Um Haaresbreite verfehlte der Beschuss das Schiff. Sofort aktivierte ich die Schutzschilde des Frachters und lenkte ihn in einen großen Bogen um den feuernden Kreuzer, in der Hoffnung, dass die Gase auch die Zielsysteme des Angreifers beeinträchtigten. Erneut schoss eine Salve an glühenden Strahlen in meine Richtung, diesmal verfehlte sich mich jedoch deutlich. “Was zur Hölle macht dieser Kreuzer da?”, fluchte ich und überlegte, wie ich heil aus dieser Situation herauskommen konnte. Ich musste es schaffen, dem Beschuss zu entkommen und auf meinen alten Kurs zurückzukehren, doch zweiteres war schier unmöglich.
Plötzlich durchfuhr ein heftiger Ruck den gesamten Frachter. Dutzende Leuchten blinkten auf und der Alarm schrillte. Der hintere Teil des Rumpfes war offenbar getroffen worden. Gerade so konnte das Energieschild Schlimmeres verhindern, doch einem weiteren Treffer würde es nicht standhalten. Ich spürte, wie sich eine angespannte Miene in meinem Gesicht breit machte. Ich drückte den Steuerknüppel nach unten, die Lion-Bird folgte meiner Bewegung. Erneut flogen mehrere Energiesalven in meine Richtung. Das Ausweichmanöver zeigte jedoch Wirkung und der Beschuss verfehlte mich.
Ich hörte ein metallenes, knarzendes Geräusch von hinten, als ich den Frachter wieder nach oben zog. Die Lion-Bird war kein wendiger Jäger und solche Manöver waren mit so einem alten Schiff nicht ungefährlich. Der feindliche Kreuzer verschwand nun aus meinem Sichtfeld und befand sich nun links hinter meinem Schiff im toten Winkel. Angespannt flog ich weiter, in der Hoffnung, weiterem Beschuss entgehen zu können. Doch zu meiner Enttäuschung durchfuhr erneut ein heftiger Ruck die Lion-Bird und ich wäre fast aus dem Pilotensitz gerutscht. Der Alarm wurde lauter. Mein Blick fiel auf das Display des Bordcomputers. Der Rumpf hatte offenbar ein Leck und Luft entwich nach draußen. Sofort aktivierten sich die Notfallsysteme und die Tür des Cockpits verriegelte sich automatisch.

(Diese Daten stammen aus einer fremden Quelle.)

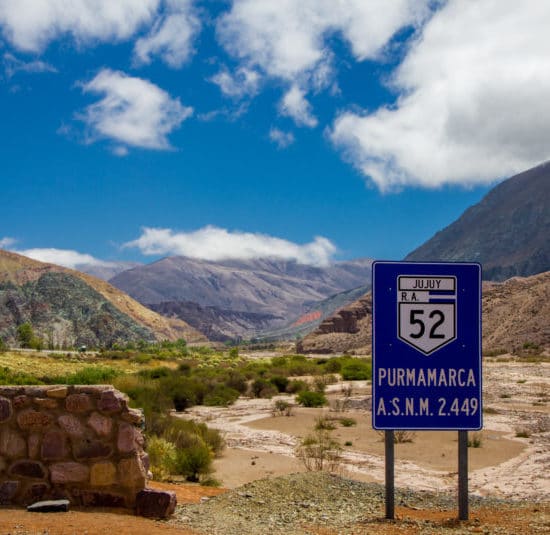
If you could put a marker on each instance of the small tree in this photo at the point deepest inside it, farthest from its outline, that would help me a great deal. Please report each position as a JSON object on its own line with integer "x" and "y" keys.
{"x": 25, "y": 334}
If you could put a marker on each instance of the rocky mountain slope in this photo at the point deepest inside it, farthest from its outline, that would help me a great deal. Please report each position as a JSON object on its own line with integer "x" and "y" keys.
{"x": 314, "y": 316}
{"x": 515, "y": 317}
{"x": 68, "y": 308}
{"x": 218, "y": 324}
{"x": 238, "y": 298}
{"x": 508, "y": 231}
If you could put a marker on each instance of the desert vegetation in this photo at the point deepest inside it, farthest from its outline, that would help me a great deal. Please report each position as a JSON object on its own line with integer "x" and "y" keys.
{"x": 170, "y": 376}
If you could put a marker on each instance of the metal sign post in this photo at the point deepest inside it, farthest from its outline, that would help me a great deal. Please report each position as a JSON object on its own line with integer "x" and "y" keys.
{"x": 427, "y": 355}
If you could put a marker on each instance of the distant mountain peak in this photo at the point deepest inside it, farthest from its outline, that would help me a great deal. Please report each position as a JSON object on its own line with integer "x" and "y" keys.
{"x": 507, "y": 231}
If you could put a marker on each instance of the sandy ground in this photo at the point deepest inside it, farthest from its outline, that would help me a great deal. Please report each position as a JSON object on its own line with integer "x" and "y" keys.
{"x": 516, "y": 398}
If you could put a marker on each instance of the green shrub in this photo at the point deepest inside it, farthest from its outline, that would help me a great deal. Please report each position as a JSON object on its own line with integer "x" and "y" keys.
{"x": 261, "y": 388}
{"x": 295, "y": 386}
{"x": 237, "y": 381}
{"x": 162, "y": 457}
{"x": 221, "y": 395}
{"x": 91, "y": 375}
{"x": 281, "y": 408}
{"x": 475, "y": 440}
{"x": 9, "y": 377}
{"x": 333, "y": 365}
{"x": 279, "y": 382}
{"x": 183, "y": 391}
{"x": 356, "y": 370}
{"x": 156, "y": 373}
{"x": 194, "y": 461}
{"x": 311, "y": 399}
{"x": 324, "y": 423}
{"x": 319, "y": 451}
{"x": 147, "y": 395}
{"x": 348, "y": 422}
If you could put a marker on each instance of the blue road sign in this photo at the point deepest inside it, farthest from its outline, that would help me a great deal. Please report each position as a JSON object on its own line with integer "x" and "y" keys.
{"x": 426, "y": 346}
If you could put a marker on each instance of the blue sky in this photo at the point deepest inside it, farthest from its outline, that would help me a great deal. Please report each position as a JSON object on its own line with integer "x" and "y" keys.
{"x": 305, "y": 129}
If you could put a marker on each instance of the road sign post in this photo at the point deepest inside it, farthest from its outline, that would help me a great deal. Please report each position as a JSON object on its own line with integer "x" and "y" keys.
{"x": 427, "y": 352}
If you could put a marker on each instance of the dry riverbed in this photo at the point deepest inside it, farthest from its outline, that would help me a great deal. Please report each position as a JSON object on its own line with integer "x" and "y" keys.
{"x": 513, "y": 460}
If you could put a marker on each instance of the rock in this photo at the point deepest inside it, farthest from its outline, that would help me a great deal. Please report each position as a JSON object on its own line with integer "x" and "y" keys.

Die Geräusche des Antriebs veränderten sich, da im hinteren Teil des Frachters inzwischen ein Vakuum herrschte. Nur noch das Vibrieren, das sich durch die metallene Hülle ausbreitete, zu hören war. Verzweifelt lenkte ich das träge Schiff in eine Seitwärtsrolle und löste meinen Blick vom Display. In diesem Moment bemerkte ich etwas in der Ferne. Der Nebel lichtete sich! Vorsichtig beschleunigte ich das Schiff, in der Hoffnung, doch noch aus dieser Falle zu entkommen. Noch waren die Gase zu dicht, um in den Hyperraum springen. Mein Blick fiel wieder auf das Borddisplay und ich bemerkte, dass ein Teil der Sensoren ihre Arbeit wieder zuverlässig verrichteten. Fast geschafft! Ich legte meine Hand auf den Schubhebel und zählte herunter. Drei. Zwei. Eins. Los! Mit aller Kraft drückte ich den Hebel nach unten und die Triebwerke beschleunigten ruckartig das Schiff. Vor mir erschienen die vertrauten bläulichen Formen, die Lion-Bird tauchte in den Hyperraum ein und ließ den feindlichen Kreuzer der Kreis-Allianz hinter sich.
Nach ein paar Stunden erreichte ich endlich mein Ziel. Als die zahlreichen Planeten zum Vorschein kamen, atmete ich erleichtert auf. Mein Auftrag war fast zu Ende, ich musste nur noch nach Luusak und die Waren abladen.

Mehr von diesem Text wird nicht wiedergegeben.